ご案内
Sは「公共料金の収納代行はSの店の信用にもつながる」と考え、現場に受け入れ可能な対策を研究するように指示を出した。
どうすれば店舗従業員の負担をなくして公共料金の収納が可能か。
Sでは手間のかからない料金収納の仕組みを考えることになった。
「Tの領収書に、普通の商品と同じようにバーコードを印刷してもらったらどうだろうか」Tが顧客に送る請求書に、名前、請求金額、営業所番号といった情報をバーコードに載せてもらい、顧客に渡す受領用紙をあらかじめ請求書に添付してもらう。
そうなれば店頭で普通の商品のバーコード読み取りと同じ感覚で、対応できる。
銀行の窓口なら顧客も行員も書類にいちいち氏名などを記入することになるが、その手間を省くことができた。
収納情報はSの情報ネットワークからTのホストコンピューターに随時送信される。
しましまのバーコードを付けるだけで、いとも簡単に問題を解決してしまったのである。
銀行であれば待ち時間も含めて十分程度はかかっていた公共料金の支払いが、「S」ならまさにおにぎりを買うような感覚で支払える。
Tの申し入れから8ヵ月後の87年10月、新サービスは始まった。
この公共料金の収納代行サービスがS銀行設立の芽であったことは間違いない。
土曜日、日曜日、祝日も関係なく、しかも都合のいい時間に公共料金などの支払いが可能なサービスを実現したSには、消費者からさらに利便性を求める声が寄せられていた。
Sは毎年、「1万人調査」と呼ぶ消費者アンケートを実施している。
90年代に入るとATMの設置を要望する声が年を追うごとに高まっていた。
ライバルチェーンの中には店内にキャッシングの機械を導入するところもあった。
Sも90年代前半から、ひそかに銀行とコンビニの相乗効果について検証を始めていた。
その舞台となったのが長野県だった。
Sは93年、長野県が地盤の812銀行と組み、「S」の敷地内に812銀行のATMを設置することになった。
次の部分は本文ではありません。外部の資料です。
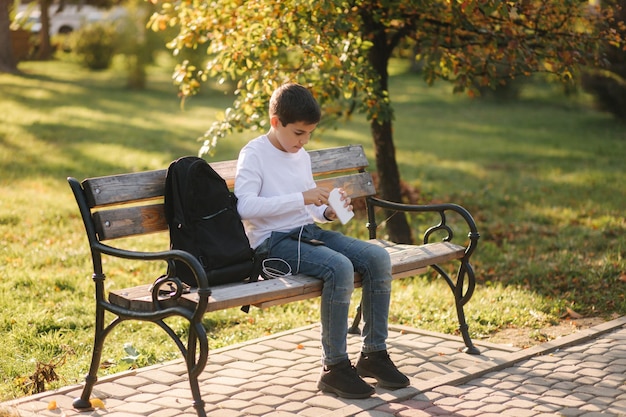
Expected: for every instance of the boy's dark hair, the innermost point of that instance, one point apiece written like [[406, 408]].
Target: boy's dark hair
[[294, 103]]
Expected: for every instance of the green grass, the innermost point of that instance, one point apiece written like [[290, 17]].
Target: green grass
[[543, 177]]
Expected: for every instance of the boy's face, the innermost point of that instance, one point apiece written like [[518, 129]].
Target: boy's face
[[290, 138]]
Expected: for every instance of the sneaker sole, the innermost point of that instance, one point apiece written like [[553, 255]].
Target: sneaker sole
[[327, 388], [384, 384]]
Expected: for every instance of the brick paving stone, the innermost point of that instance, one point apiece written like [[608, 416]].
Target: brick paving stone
[[449, 401], [144, 408], [564, 402], [269, 400], [224, 413], [518, 412], [165, 413], [258, 410], [279, 390], [554, 392], [161, 377], [287, 381], [313, 412], [292, 406], [113, 390], [373, 413]]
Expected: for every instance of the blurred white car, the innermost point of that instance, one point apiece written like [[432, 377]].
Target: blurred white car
[[63, 21]]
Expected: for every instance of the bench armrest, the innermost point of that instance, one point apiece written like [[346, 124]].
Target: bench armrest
[[169, 255], [441, 209]]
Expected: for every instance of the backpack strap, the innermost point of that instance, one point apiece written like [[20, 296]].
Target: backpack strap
[[254, 275]]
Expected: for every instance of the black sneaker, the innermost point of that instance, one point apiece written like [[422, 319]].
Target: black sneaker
[[379, 365], [343, 380]]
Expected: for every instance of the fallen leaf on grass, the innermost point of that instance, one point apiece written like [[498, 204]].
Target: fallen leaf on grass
[[97, 403], [572, 314]]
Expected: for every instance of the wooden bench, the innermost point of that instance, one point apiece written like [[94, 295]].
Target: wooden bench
[[120, 206]]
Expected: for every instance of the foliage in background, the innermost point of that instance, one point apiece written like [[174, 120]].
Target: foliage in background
[[543, 177], [609, 85], [342, 49], [95, 44]]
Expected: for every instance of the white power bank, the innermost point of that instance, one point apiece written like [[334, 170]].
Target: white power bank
[[334, 200]]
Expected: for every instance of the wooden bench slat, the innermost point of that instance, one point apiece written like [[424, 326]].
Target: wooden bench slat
[[406, 260], [125, 221], [118, 189], [129, 221]]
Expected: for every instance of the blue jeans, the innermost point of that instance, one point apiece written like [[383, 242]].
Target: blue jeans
[[334, 257]]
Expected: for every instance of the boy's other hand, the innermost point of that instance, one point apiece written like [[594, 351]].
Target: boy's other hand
[[317, 196]]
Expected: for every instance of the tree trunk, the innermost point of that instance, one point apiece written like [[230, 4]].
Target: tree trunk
[[389, 180], [382, 134], [45, 48], [7, 58]]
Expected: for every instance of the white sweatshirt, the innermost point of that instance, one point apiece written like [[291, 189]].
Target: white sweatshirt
[[269, 184]]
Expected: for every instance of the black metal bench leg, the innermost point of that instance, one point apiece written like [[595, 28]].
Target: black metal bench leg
[[198, 344], [465, 270], [354, 329], [83, 403]]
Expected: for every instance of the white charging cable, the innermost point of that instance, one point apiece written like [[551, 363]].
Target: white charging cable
[[275, 272]]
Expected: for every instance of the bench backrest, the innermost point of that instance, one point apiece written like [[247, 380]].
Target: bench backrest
[[132, 204]]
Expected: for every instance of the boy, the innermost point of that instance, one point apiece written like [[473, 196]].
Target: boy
[[279, 202]]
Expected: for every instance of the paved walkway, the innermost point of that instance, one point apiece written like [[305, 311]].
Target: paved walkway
[[583, 374]]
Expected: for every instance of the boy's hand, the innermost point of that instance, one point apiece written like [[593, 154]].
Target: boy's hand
[[317, 196], [330, 214]]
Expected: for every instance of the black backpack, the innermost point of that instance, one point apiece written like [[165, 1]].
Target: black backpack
[[202, 216]]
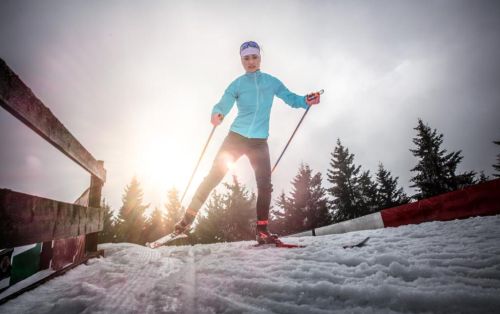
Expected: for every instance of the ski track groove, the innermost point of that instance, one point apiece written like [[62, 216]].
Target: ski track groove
[[124, 295]]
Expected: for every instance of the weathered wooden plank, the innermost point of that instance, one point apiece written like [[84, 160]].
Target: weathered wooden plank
[[95, 191], [20, 101], [27, 219], [56, 273]]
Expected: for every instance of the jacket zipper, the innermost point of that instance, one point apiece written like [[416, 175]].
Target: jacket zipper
[[257, 104]]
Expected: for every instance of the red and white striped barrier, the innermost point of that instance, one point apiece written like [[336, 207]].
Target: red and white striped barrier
[[478, 200]]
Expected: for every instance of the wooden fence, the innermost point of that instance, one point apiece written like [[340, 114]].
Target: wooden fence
[[41, 238]]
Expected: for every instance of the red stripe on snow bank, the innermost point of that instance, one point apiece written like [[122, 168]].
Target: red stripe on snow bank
[[478, 200]]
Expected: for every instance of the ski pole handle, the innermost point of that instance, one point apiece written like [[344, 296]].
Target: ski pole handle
[[311, 96], [316, 94]]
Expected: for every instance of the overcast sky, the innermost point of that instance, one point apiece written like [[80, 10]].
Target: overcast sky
[[135, 82]]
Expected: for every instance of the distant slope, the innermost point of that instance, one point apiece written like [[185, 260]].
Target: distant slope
[[440, 267]]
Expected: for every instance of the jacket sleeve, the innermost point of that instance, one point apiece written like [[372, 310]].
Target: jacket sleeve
[[291, 99], [227, 101]]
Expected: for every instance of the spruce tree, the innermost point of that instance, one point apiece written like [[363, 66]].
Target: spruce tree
[[344, 176], [131, 220], [367, 196], [173, 210], [155, 226], [435, 170], [497, 166], [229, 216], [107, 234], [388, 193], [307, 207]]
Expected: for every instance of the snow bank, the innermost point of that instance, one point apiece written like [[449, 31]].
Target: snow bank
[[438, 267]]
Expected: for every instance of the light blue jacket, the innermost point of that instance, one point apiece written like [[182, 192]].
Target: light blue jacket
[[254, 93]]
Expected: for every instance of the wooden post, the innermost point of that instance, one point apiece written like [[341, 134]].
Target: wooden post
[[94, 201]]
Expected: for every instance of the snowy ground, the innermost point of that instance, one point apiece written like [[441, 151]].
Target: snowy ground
[[438, 267]]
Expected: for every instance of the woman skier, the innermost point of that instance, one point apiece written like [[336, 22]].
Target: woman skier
[[253, 93]]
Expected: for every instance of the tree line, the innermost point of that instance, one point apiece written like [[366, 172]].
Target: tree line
[[229, 214]]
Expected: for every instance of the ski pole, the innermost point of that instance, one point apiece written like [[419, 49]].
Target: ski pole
[[296, 128], [198, 163]]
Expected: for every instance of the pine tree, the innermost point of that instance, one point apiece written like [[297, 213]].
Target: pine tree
[[230, 216], [210, 223], [387, 189], [131, 220], [367, 196], [435, 171], [173, 210], [497, 166], [344, 175], [155, 226], [108, 232], [307, 207], [482, 177]]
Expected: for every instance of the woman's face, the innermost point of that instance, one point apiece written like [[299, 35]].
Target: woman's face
[[251, 63]]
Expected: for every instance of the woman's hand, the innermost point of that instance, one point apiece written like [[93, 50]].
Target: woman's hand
[[216, 119], [313, 98]]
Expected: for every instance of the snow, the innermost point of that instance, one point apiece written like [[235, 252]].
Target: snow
[[437, 267]]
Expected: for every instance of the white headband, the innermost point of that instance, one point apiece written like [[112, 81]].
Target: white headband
[[250, 51]]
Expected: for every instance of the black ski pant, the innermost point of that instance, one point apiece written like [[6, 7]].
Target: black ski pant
[[233, 147]]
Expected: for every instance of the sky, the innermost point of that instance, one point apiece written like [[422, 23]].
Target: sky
[[135, 83]]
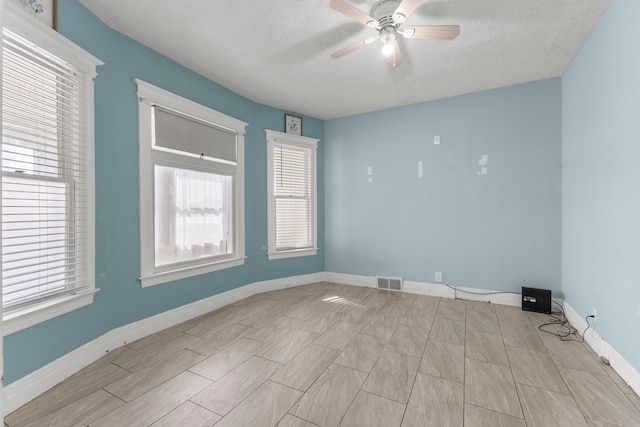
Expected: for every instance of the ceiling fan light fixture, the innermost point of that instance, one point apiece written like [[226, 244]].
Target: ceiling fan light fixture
[[388, 48], [399, 18]]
全くの偶然だが、最初にATMを設置した場所はSの出身地、長野県坂城町だった。
812銀行は支店の再編を進めており、坂城町の支店も対象になっていた。
支店閉鎖に伴う利用者の利便性を確保するために、812銀行が自行のATMを「S坂城村上店」の駐車場に設けることになったのだ。
その後812銀行は長野県内にある一部の「S」の敷地内にATMを設置し、その設置場所の利用状況などを調べた。
コンビニやスーパーなど流通業界が改めて金融分野に強い興味を見せたのは、橋本龍太郎首相(当時)が金融システムの抜本的改革を迫る金融ビックバン構想を発表した96年ころのことだ。